Income Prediction Project
- 3 minsUBC MDS Project
Income Prediction
Introduction
There are huge disparities in salary amongst the population today. Why does someone receive a higher salary than the next person? There could be many, many factors as to why. How do we narrow down these factors? One approach would be to analyze collected data from censuses which would give us pre-defined attributes, including salaries.
The research proposal for this project is to determine what the strongest predictors (attributes) would be to determine a salary greater than $50,000.
The goal is to build a model on census data for a specific year with the hopes that it could be applied on more recent census data as well.
Dataset
The public data set for the project is https://archive.ics.uci.edu/ml/datasets/Adult from UCI machine learning repository. The data used for this project is from the 1994 US Census Database.
Dataset Attributes “age”, “workclass”, “fnlwgt”, “education”, “educationNum”, “married”, “occupation”, “relationship”, “race”, “sex”, “capitalGain”, “capitalLoss”, “hrPerWeek”, “nativeCountry”, “income”
Script to load the dataset: R script
Dataset file: Data
Research Question
Our research proposal for this project is to determine, what are the strongest attributes to determine a salary greater than $50,000? This will be a predictive question.
Plan
WorkFlow for our project:
Fig 1: Project workflow
- load the dataset into R
- explore the dataset
- data wrangling to clean and prepare the data according to the research project
- divide the dataset into training and testing
- use a decision tree algorithm on the training set
- apply the resulting model to the testing set
A decision tree model was chosen in order to predict which specific features were used to classify the target value. In addition, this approach allowed for the prediction of the rules which helped predict the target variable.
Summary
- compare the testing statistics to the training statistics (ex. accuracy) in a table or visualization such as a tree
- return to the decision trees to determine the strongest attributes leading to a salary greater than $50,000.
Final Report
Our final report is here.
Scripts
Our scripts can be found here.
For usage of these scripts, please reference the Usage description in the comment section of each script. These scripts should be run under the root directory of our project. To run each script, copy the code after Example:, in the comment section at the beginning of each script, into terminal.
Usage
Method 1 Run the analysis using shell script
Each script should be run under the root directory of this project.
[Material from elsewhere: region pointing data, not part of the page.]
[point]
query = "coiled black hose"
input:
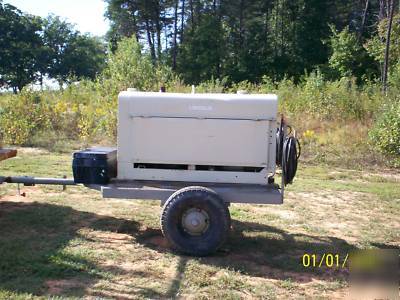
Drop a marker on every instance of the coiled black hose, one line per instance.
(288, 151)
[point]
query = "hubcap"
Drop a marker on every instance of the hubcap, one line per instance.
(195, 221)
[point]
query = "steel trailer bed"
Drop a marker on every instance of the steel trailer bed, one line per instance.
(162, 190)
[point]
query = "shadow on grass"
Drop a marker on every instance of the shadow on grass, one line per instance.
(33, 258)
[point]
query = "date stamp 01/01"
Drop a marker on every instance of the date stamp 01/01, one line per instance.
(329, 260)
(371, 273)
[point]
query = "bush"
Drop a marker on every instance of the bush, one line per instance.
(21, 116)
(385, 133)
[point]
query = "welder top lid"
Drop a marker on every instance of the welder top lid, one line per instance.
(220, 106)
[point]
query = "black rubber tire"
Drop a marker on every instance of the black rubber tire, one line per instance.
(218, 225)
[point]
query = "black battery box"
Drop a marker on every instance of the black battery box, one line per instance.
(95, 165)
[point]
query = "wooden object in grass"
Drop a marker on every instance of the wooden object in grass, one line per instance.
(7, 153)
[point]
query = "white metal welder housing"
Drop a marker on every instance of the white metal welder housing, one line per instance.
(219, 138)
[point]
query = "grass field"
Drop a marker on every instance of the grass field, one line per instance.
(75, 244)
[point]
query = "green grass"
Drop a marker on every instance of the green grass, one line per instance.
(75, 244)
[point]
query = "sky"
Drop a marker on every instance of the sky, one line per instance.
(87, 15)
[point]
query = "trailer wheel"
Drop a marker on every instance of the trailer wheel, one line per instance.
(195, 220)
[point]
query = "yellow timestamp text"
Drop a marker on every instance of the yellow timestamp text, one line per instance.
(330, 260)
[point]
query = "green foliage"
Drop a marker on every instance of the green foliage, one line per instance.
(349, 58)
(19, 118)
(385, 134)
(68, 53)
(376, 45)
(129, 67)
(20, 45)
(32, 48)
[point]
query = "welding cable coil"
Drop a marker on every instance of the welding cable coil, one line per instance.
(287, 153)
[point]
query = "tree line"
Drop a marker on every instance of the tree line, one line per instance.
(247, 39)
(33, 48)
(199, 40)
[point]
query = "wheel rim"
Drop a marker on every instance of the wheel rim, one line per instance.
(195, 221)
In a command line, run the following code to load tidy data:
Rscript src/script_01_load_tidy_data.R https://archive.ics.uci.edu/ml/machine-learning-databases/adult/adult.data data/tidy_data_viz.csv data/tidy_data_ml.csv
Run the following code to generate visualizations:
Rscript src/script_02_visualizations.R data/tidy_data_viz.csv results/data_viz_01.png results/data_viz_02.png results/data_viz_03.png
Run the following code to do machine learning and create summary tables:
python src/script_03_machine_learning.py data/tidy_data_ml.csv results/depth_summary.csv results/feature_summary.csv
Run the following code to create summary graphs:
Rscript src/script_04_create_summary_graph.R results/depth_summary.csv results/feature_summary.csv results/depth_graph.png results/feature_graph.png
Method 2 Run the analysis using make
The makefile should be run under the root directory of this project.
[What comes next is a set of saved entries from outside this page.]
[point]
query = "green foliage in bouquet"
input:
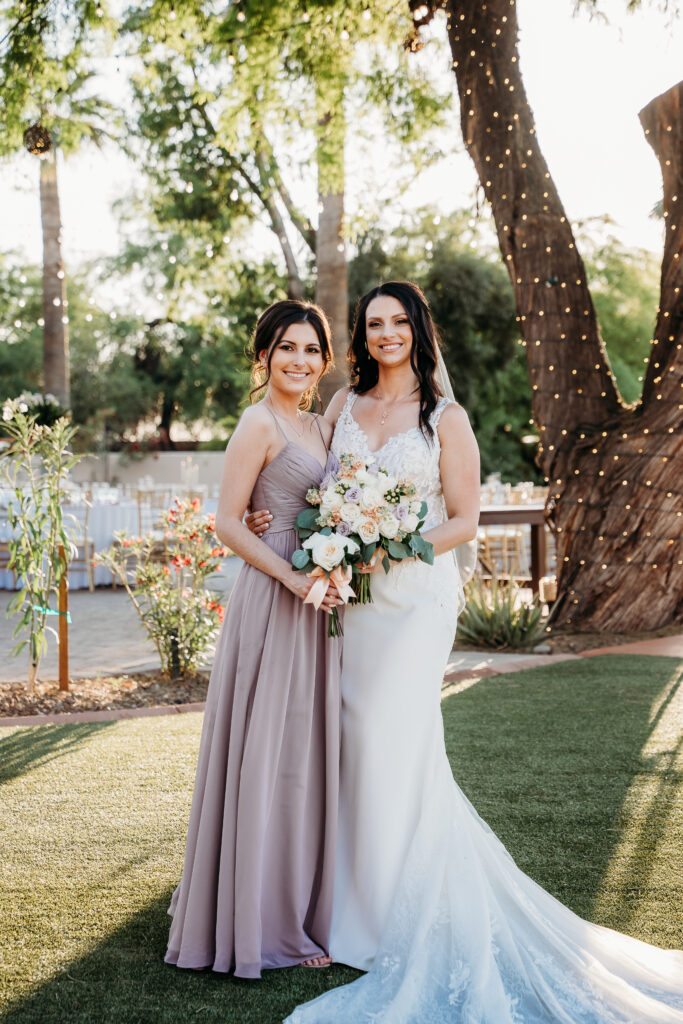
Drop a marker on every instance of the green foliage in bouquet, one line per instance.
(35, 468)
(495, 617)
(165, 574)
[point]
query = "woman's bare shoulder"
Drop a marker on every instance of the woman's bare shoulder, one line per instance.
(454, 423)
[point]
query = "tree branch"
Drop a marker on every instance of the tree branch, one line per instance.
(264, 195)
(300, 221)
(663, 123)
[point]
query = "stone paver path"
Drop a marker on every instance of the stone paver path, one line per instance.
(107, 637)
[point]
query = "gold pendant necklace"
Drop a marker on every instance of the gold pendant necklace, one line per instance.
(299, 433)
(383, 417)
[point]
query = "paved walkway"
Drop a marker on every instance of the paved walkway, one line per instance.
(107, 637)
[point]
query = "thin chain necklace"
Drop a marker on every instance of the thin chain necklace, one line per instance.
(383, 417)
(299, 433)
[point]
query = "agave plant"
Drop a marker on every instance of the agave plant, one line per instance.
(496, 617)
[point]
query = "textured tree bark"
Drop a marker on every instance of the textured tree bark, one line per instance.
(332, 288)
(614, 470)
(55, 332)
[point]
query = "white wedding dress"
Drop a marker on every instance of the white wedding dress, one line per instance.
(427, 899)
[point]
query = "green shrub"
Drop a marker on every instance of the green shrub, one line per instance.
(495, 617)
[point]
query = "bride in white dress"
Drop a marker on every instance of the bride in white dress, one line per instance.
(427, 900)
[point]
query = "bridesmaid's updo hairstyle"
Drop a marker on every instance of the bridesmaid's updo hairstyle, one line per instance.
(270, 327)
(424, 354)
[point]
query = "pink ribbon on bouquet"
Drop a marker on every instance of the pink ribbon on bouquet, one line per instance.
(341, 579)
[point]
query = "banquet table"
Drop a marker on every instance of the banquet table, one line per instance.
(534, 516)
(104, 519)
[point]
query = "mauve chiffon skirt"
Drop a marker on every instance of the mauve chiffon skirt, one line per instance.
(257, 882)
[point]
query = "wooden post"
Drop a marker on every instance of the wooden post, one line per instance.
(63, 626)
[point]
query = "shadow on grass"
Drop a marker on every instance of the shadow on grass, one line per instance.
(124, 979)
(30, 747)
(549, 758)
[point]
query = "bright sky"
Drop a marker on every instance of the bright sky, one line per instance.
(586, 82)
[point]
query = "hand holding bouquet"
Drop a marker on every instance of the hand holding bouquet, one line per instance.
(359, 513)
(325, 556)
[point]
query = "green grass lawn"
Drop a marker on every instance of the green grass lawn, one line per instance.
(579, 769)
In a command line, run the following code to run the anlysis:
make all
Run the following code to have a fresh start:
make clean
Method 3 Run the analysis using docker
Install Docker
Download and clone this repository
Run the following code in terminal to download the Docker image:
docker pull olivialin/dsci_522_income_prediction
Use the command line to navigate to the root of this repo
Type the following code into terminal to run the analysis:
docker run --rm -e PASSWORD=income -v <ABSOLUTE PATH OF REPO>:/home/income incomeprediction:2.2 make -C 'home/income' all
If you would like a fresh start, type the following:
docker run --rm -e PASSWORD=income -v <ABSOLUTE PATH OF REPO>:/home/income incomeprediction:2.2 make -C 'home/income' clean
Dependencies
R Packages:
- tidyverse (v1.2.1)
- ggplot2 (v3.0.0)
- GGally (v1.4.0)
Python Packages:
- pandas (v0.23.0)
- sklearn (v0.19.1)
- matplotlib (v2.2.2)
- argparse (v3.2)